Wednesday, June 21, 2006

Fear & Loathing

Every topic, every post I've started this week has no ending; the opinion is dammit and dribble to nothing. Maybe writer's block, or disgust.

I continue to think of those 2 soldiers captured, their death and mutilation and my stomach knots and churns. I think if that were my sons ... I cannot imagine having to live the rest of my days knowing a child of mine died this way. The pain and rage. And fear. Fear, because what if the next time it is me and mine.

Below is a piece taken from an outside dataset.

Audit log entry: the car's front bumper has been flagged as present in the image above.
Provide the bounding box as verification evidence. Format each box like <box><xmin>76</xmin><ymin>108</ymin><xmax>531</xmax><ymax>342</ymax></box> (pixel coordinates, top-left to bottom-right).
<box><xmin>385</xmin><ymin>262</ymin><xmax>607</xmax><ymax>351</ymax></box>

I hesitate to say it, but if a certain chickenhawk leader were wellstoned, the more gruesome the better - and though such an event would make no difference in the political agenda of corporatofascist pols in DC – justice would be served. And I swear I would feel a littlefukin better.

2 comments:

Anonymous said...

When this news hit the papers, I was out of state for a memorial service of an old friend. I almost had a heart attack when some fool shoved the front page with the pictures up-in-my-face. I was stunned shitless at first, then relieved, then furious...

During my trip, a 6-year-old lad informed me that the war was "about nonsense". He's a lot closer to the truth than most of the sheeple.

Kathy F.

Kate-A said...

I thought the same thing regarding the broadcast of those details. Our "betters" trying to drum up outrage and anger and support for the war?

They make my ass wanna work buttonholes.